IRC Has Lost 60% Of Its Users Since 2003, But Life As A Robot Is Just Beginning

Internet Relay Chat (IRC) has lost 60 percent of its users, going from 1 million in 2003 to about 400,000 today. And IRC channels? In 2003 there were 500,000; now there is half that number. This is due in large part to the advent of the Web, social media, and tools that can do a lot more than plain text can do.

IRC Is Not Dead

But is it dead as Royal Pingdom declared last week? I hear about IRC all the time in the geek world. I asked on Twitter and Facebook if people use it and, sure enough, the open-source and developer crowd shot right back that it is still their chat world of choice.

Geeks from Chartio, Basho, Canonical, Citrix and active members in OpenStack and Cloudstack all said they use IRC. Canonical’s Alan Pope:

We have ~600 employees and hundreds more community people. IRC makes sense for us to communicate effectively, daily.

But IRC is not all that it used to be, morphing into services such as Campfire.

irc.002

Hello, Robot

Then Redmonk Analyst Donnie Berkholz pinged me about Chatbot, a GitHub chat project ruled by Hubot, which the GitHub ops team developed. Campfire is the defacto communications tool for the ops team. Hubot is a bot that sits in the middle, showing the team what has happened instead of telling them. Hubot is open source, written in CoffeeScript on Node.js. It is a standardized way to share scripts between everyone’s robots. At GitHub the team uses Hubot to connect its various tools that the team has written over JSON APIs. It also connects to external APIs.

According to the Hubot web page:

We ship Hubot with a small group of core scripts: things like posting images, translating languages, and integrating with Google Maps.

The real fun happens when you add your own scripts. We maintain a repository of community Hubot scripts that you can add to your own robot. Be sure to personalize your Hubot, too; your company’s robot should be a place full of inside jokes, custom integrations, and general merriment.

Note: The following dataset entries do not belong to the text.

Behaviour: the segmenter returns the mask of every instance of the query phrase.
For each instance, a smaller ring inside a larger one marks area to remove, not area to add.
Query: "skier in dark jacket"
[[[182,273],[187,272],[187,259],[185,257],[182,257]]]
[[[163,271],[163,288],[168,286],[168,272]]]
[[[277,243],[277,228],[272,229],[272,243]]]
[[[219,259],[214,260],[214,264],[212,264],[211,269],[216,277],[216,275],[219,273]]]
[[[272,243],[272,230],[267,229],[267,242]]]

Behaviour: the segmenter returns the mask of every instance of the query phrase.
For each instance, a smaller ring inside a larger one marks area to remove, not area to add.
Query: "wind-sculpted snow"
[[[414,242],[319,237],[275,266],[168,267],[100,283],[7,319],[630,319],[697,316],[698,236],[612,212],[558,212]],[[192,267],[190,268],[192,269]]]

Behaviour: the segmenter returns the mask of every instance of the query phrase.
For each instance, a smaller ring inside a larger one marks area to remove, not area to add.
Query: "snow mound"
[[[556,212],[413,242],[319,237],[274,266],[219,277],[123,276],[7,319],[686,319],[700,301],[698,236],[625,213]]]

Chatbot is of particular use considering the way people work. A GitHub DevOps team may have members in Hawaii or Portland all working on the same project. Log into Campfire and a team member can see the new roll outs to the infrastructure. They can check the status of the branch’s last build. They can see how a GitHub app is performing.

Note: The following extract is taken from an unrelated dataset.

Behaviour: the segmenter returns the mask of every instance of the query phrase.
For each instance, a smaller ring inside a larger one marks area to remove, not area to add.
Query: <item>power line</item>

Chatbot allows for Hubot to become part of the conversation in Campfire. If you do work in a shell or a website, you have to tell people what you have done. In Chatbot, Hubot does that for you.

Campfire is effective because it can show images and do things you just can’t do in the plain-text world of IRC.

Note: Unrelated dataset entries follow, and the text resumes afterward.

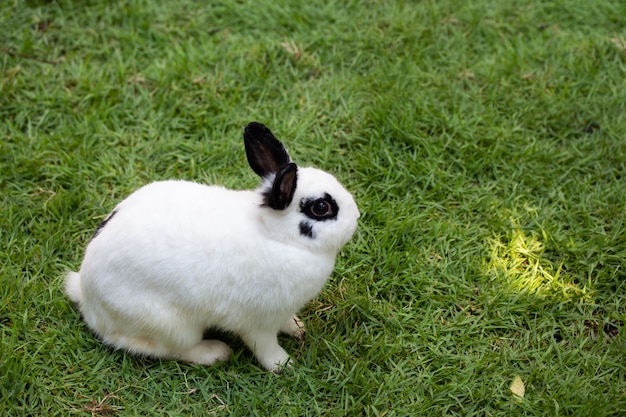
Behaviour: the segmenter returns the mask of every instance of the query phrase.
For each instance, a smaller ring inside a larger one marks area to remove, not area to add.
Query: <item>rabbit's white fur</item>
[[[122,201],[89,243],[66,293],[89,327],[114,347],[213,364],[229,347],[202,340],[219,328],[239,335],[266,369],[289,356],[283,331],[302,338],[295,316],[321,291],[339,249],[356,229],[352,196],[328,173],[298,168],[292,203],[264,206],[262,190],[186,181],[146,185]],[[336,219],[300,231],[307,198],[332,195]]]

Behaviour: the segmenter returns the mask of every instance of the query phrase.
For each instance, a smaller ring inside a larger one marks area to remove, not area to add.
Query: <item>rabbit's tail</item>
[[[65,293],[70,300],[80,304],[83,298],[83,291],[80,285],[80,274],[78,272],[68,272],[65,278]]]

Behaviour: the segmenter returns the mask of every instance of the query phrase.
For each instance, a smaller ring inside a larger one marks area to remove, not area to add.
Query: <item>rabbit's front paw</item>
[[[296,315],[291,316],[280,328],[280,331],[299,341],[303,341],[306,335],[304,323]]]
[[[244,333],[241,337],[261,366],[268,371],[277,371],[289,362],[289,355],[278,344],[275,333],[253,331]]]

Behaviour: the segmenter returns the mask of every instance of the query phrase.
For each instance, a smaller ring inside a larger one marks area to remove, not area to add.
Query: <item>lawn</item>
[[[624,2],[6,0],[0,39],[0,415],[626,415]],[[65,271],[145,183],[256,187],[253,120],[362,213],[293,366],[103,347]]]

But all of IRC’s roots lie in this modern form of automation. Berkholz said this to me in an email interview:

Because of IRC’s open protocol and heavy use by developers, automated interfaces to IRC called bots have become popular over the years. Initially they were simply used to maintain control of an IRC channel (i.e. chat room) on networks without the concept of channel registration, but they’re regularly used in the context of software development to do things like report every commit or every new bug. Two of the most popular extensible bots are Eggdrop (Tcl) and Supybot (Python).
#ChatOps and Hubot are part of the next generation of bot, designed not just for reporting and queries but also for taking action. Although Hubot was initially written for 37signal’s Campfire chat rather than IRC (an adapter now exists), 37signals even described Campfire at its launch as IRC for the masses, so the distinction is unimportant. The concept of #ChatOps is based around Hubot’s use primarily as a sysadmin tool rather than a developer tool, thus integrating chatrooms and IT operations into #ChatOps.
So IRC is not really dead at all. It’s just turning into a robot — like everything else.